Todo irá a la beneficencia, tan solo algunas cosas se las quedarán sus hermanos y ella. Con rabia y tristeza, sigue vaciando armarios, muebles y cajones. En el último cajón de la cómoda del dormitorio encuentra varios álbumes de fotos y libretas escritas de su puño y letra. Se sienta sobre la cama y se dispone a leerlas. Los ojos llenos de lágrimas le impiden ver las letras, todo el dolor de una mujer, su madre, plasmado en más de diez libretas. Dolor por la muerte de su padre, hace casi 30 años, que la dejó sumida en la mas profunda de las tristezas.
Se siente culpable por no haber sabido consolar a su madre. Por entonces, ella, era solo una adolescente que había perdido a su abuelo, pero desconocía lo que significaba perder a un padre.
Se siente culpable por no haber sabido ver a lo largo de los años el dolor que escondía su madre. Quizás porque ella no lo es, no comprende que una madre siempre evitará cualquier tipo de sufrimiento a sus hijos, aunque eso implique aumentar el de ella.
Se siente culpable por no haber conocido a la mujer… solo conoció a la madre. Una madre que abandonó sus sueños para poder cumplir los de ella.
Cierra la última libreta y empieza a ver las fotos, fotos de cuando ella y sus hermanos eran pequeños: cumpleaños, carnavales, ferias, Navidades, Semana Santa, fin de curso, vacaciones, pinos y playa. Fotos de cuando todos vivían bajo el mismo techo, con una madre feliz de poder jugar con ellos, fotos de cuando aún necesitaba cuidar de ellos, como si, al crecer, cada uno de ellos se marchará, y ella, poco a poco, se desvaneciera, para acabar marchitándose.
Entre llantos, a su madre le reprocha el no haber cultivado y alimentado su otra parcela. Le reprocha el no haber sabido ser, además de esposa y madre, confidente y amiga.
Ahora ella se arrepiente de haber sido solo su hija, de no haber compartido charlas, sobre los sueños y errores, sobre los chicos que, en su día, les hicieron a ambas saltar los colores, de los hombres que amaron y a los que odiaron, de los deseos ocultos y de los realizados.

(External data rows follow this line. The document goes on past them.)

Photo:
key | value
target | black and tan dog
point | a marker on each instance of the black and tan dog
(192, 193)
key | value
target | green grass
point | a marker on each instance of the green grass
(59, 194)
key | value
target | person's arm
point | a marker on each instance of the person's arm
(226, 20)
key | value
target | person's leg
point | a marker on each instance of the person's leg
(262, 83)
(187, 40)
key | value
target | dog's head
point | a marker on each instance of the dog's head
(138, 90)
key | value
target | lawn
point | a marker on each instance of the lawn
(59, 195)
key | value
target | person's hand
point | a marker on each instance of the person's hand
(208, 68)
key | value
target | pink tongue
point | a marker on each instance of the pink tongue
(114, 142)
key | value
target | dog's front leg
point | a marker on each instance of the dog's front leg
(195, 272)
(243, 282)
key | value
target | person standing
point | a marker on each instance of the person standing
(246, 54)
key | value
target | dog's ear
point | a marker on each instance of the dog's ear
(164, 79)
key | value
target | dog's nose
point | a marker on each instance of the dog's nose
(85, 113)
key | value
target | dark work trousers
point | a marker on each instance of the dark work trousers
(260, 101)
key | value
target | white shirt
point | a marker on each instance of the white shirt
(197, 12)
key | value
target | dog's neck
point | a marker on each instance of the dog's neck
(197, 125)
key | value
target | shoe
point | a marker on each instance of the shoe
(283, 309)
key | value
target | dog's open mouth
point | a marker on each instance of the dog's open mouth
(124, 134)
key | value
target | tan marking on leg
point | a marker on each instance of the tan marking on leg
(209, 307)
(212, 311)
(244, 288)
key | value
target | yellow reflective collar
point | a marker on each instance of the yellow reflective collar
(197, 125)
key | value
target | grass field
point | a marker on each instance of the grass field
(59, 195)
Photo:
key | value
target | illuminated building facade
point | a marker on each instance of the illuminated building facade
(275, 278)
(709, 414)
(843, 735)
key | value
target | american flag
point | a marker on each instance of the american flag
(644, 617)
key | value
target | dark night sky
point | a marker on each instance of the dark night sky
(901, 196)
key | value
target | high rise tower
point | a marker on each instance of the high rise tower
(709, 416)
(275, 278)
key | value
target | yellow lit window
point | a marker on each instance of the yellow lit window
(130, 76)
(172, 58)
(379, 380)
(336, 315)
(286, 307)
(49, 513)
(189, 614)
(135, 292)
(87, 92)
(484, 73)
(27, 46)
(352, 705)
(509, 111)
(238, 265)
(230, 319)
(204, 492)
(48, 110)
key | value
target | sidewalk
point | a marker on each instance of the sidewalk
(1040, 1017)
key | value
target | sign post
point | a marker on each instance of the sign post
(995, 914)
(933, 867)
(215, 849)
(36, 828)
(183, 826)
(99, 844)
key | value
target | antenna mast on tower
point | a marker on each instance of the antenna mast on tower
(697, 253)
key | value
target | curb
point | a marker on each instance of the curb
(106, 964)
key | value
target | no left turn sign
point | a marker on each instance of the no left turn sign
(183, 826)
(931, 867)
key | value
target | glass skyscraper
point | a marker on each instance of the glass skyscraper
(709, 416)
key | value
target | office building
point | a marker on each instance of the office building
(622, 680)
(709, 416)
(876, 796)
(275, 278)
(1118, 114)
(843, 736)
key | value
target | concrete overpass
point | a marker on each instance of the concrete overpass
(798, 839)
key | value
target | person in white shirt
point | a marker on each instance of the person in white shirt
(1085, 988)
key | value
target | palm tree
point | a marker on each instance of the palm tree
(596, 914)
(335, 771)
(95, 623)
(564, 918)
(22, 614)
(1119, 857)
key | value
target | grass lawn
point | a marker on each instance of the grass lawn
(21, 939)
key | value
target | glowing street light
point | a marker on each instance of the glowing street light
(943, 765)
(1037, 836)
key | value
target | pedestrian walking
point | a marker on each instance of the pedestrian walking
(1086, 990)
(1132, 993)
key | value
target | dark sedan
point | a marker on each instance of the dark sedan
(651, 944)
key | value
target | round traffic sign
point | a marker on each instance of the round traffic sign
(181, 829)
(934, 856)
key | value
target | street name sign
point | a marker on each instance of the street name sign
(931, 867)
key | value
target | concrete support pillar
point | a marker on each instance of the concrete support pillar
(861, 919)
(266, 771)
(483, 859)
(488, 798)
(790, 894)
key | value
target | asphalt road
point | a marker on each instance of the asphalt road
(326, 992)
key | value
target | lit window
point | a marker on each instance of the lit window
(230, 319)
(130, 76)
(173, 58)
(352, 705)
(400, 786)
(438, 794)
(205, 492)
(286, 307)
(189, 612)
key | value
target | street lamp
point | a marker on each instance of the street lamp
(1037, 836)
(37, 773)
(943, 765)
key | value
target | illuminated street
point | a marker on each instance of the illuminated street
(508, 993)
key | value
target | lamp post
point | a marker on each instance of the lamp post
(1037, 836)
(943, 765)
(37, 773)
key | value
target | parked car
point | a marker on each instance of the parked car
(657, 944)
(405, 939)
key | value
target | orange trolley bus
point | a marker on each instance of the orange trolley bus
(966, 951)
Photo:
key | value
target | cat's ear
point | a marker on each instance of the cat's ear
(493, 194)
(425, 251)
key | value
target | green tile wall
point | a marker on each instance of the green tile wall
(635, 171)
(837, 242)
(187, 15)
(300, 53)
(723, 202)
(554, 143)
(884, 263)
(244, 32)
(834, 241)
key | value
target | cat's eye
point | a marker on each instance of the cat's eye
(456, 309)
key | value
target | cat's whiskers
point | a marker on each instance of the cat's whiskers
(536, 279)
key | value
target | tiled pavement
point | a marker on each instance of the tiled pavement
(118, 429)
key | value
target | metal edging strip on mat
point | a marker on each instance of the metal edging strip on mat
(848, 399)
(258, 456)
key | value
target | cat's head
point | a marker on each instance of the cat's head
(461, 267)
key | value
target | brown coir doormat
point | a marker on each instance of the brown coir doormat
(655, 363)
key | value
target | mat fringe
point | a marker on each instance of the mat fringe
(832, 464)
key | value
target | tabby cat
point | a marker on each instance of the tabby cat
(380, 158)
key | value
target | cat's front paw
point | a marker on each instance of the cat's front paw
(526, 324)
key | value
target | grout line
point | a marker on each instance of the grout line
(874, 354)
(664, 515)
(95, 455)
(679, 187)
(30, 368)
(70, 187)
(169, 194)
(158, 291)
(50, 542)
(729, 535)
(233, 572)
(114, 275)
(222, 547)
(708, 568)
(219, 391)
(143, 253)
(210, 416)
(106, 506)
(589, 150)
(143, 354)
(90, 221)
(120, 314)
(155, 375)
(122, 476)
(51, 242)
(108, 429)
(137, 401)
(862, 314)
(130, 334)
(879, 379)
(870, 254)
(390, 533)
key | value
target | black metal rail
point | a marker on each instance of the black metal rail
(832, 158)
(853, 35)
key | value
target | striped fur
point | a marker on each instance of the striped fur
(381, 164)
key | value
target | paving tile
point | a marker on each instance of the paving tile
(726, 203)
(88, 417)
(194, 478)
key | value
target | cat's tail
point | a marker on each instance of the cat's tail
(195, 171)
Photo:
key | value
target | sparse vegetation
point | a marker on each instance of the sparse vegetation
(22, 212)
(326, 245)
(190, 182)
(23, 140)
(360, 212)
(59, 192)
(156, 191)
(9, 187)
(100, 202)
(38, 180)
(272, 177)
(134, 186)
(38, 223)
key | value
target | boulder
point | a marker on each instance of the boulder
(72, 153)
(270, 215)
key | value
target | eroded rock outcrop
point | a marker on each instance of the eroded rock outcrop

Ahora ella se culpa de verse reflejada en sus letras. se culpa de parecerse tanto a ella.
Todo cuanto posee lo tiene delante de ella, aún no es consciente del gran legado que su madre le deja. Sentimientos ahogados, sentimientos escritos, sentimientos guardados… sentimientos, jamás mostrados.
Ahora que han pasado los años, ella no tiene hija que la lea. No tiene a nadie que tenga su misma mirada. No existen los reproches, quizás ya no quede quién la quiera. Pero dicen que pasa las tardes sentada en el parque, escribiendo en su propia libreta.
Leemos a escritores, filósofos y poetas. Aprendemos de ellos, de sus estudios y sus letras, sin pensar que quizás, lo escribieron todo por no saber expresar con su voz, lo que el alma grita y de lo que se alimenta.